In fact, the very people Mr. Sowell supports basically had a blank check for years to do what they wanted in Iraq.

Until recently, there was really no effective domestic opposition to the Bush administration, which gambled everything on being able to invade, occupy and pacify Iraq.

It crashed and burned miserably in the process.

Now, $500 billion spent and more than 3,500 American deaths and hundreds of thousands of Iraqi casualties later, the administration doesn't have many political allies left - and even Mr. Sowell is abandoning ship.

But as The Sun's article "The long, hard haul from Iraq" (July 15) explained well, any withdrawal from Iraq today would be a difficult task, given our huge infrastructural footprint there and lack of allies. And even an ideal exit strategy would leave Iraqis thoroughly debased and dehumanized and leave Iraq in ruins.

Paul R. Schlitz Jr.

Baltimore

Prayer a moment of quiet reflection

I disagree with the letter writer who suggested that prayers at the opening of sessions of Congress be discontinued ("Why does the Senate offer a prayer at all?" July 20).

In this topsy-turvy world, where wrongs are looked upon as right, a few moments of quiet prayer and reflection on the Bible, where the ways of wrong and right are spelled out, is a welcome interlude for peace and thought for our representatives.

Philip Grossman

Baltimore

Would church listen if the laity spoke up?

Bravo to the writer of the letter that blasted good Catholics for not following their consciences and speaking up on behalf of the victims of the sexual abuse scandal in the church ("Catholics' silence let scandal fester," July 22).
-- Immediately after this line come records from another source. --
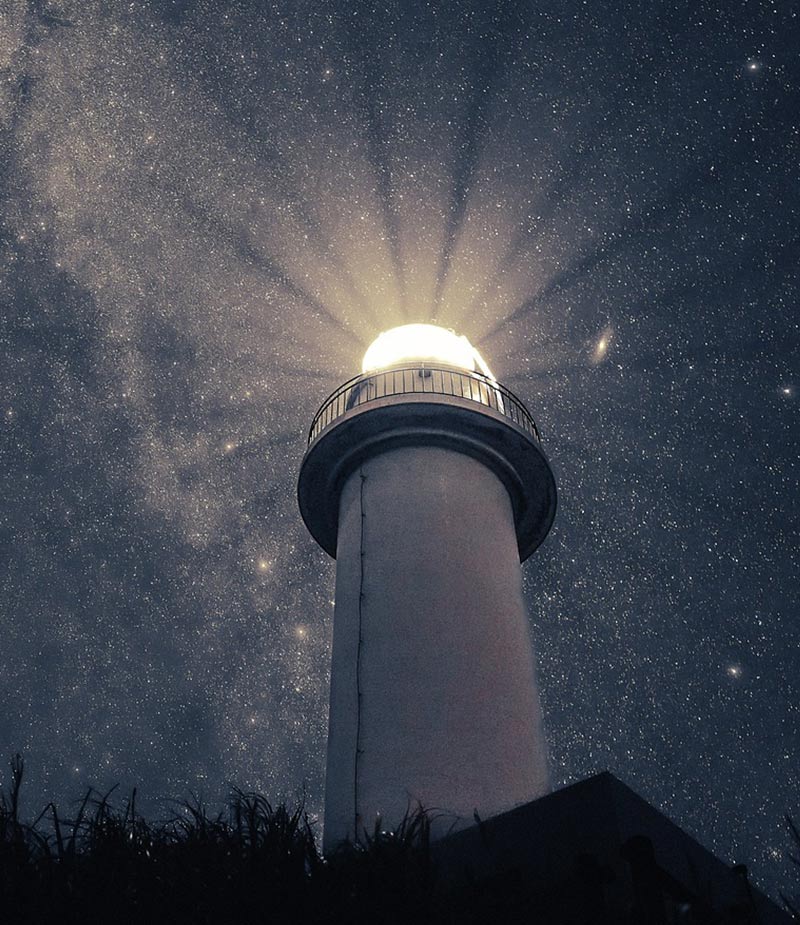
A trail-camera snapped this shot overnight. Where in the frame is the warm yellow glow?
[361,324,488,374]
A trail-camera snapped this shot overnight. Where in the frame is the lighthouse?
[298,324,556,851]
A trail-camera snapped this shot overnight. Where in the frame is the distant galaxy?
[0,0,800,895]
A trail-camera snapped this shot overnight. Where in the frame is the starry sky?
[0,0,800,893]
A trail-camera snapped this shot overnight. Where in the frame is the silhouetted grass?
[0,755,800,925]
[0,756,460,923]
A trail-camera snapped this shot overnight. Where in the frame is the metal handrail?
[308,363,542,443]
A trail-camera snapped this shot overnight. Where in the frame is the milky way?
[0,0,800,891]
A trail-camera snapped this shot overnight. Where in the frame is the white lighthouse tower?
[298,325,556,851]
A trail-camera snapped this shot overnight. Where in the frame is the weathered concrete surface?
[324,446,549,850]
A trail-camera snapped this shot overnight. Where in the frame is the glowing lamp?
[298,324,556,852]
[361,324,479,373]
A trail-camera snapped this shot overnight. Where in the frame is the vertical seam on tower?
[353,467,367,841]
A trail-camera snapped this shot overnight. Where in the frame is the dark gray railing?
[308,364,541,443]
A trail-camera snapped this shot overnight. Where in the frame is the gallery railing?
[308,364,541,443]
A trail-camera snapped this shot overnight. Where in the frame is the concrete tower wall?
[324,446,549,850]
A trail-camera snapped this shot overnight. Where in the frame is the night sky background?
[0,0,800,894]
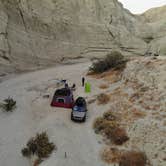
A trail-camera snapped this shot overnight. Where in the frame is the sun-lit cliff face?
[142,5,166,55]
[0,0,161,74]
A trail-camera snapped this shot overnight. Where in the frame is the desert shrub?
[105,126,129,145]
[21,132,56,159]
[93,117,117,135]
[143,36,154,44]
[119,151,147,166]
[21,148,31,157]
[89,51,127,73]
[0,97,16,112]
[103,111,117,121]
[97,93,110,104]
[99,84,109,89]
[101,148,121,164]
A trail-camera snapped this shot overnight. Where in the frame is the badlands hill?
[142,6,166,55]
[143,5,166,23]
[0,0,151,75]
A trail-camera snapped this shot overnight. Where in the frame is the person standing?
[82,77,85,87]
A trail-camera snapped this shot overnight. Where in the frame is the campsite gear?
[65,83,69,88]
[51,88,74,108]
[71,84,76,91]
[71,97,87,122]
[82,77,85,87]
[85,82,91,93]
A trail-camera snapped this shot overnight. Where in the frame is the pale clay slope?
[142,6,166,55]
[0,0,151,74]
[0,58,166,166]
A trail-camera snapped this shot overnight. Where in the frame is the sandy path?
[0,63,105,166]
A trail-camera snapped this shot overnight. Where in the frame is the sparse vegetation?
[97,93,110,104]
[143,36,154,44]
[99,84,109,89]
[89,51,127,73]
[0,97,16,112]
[93,112,129,145]
[101,148,147,166]
[119,151,147,166]
[105,126,129,145]
[101,148,121,164]
[21,132,56,160]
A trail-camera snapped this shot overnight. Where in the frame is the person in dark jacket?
[82,77,85,87]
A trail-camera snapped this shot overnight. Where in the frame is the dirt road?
[0,63,105,166]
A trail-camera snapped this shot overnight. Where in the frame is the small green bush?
[0,97,16,112]
[89,51,127,73]
[21,132,56,160]
[119,151,147,166]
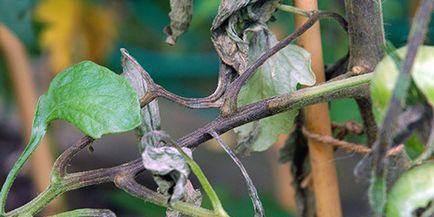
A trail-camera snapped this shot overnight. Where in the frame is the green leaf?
[412,46,434,106]
[371,46,434,124]
[386,163,434,217]
[235,27,315,151]
[173,139,229,217]
[404,133,425,160]
[0,61,140,210]
[42,61,140,139]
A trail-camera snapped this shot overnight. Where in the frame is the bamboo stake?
[0,23,60,214]
[294,0,342,217]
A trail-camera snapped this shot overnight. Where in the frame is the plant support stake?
[294,0,342,217]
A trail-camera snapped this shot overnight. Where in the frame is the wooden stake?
[0,23,59,214]
[294,0,342,217]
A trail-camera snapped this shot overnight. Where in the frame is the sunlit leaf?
[235,28,315,151]
[0,61,140,207]
[386,163,434,217]
[35,0,116,72]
However, I wonder: Not to make excuses, but would it have mattered?

After all, the Roman Catholic Church is not, and never has been, a democracy.

Sue Keller

Finksburg

Scrubbing the steps still a city tradition

Dorothy Robbins, the woman photographed in front of her Aisquith Street rowhouse while perpetuating the great and all but lost Baltimore tradition of scrubbing one's marble steps, is a true Baltimore hero and role model ("Tried and true," July 21).

I'm willing to bet she has more than something to do with the trashless, immaculate streetscape evidenced in the photo, which belonged on the front page.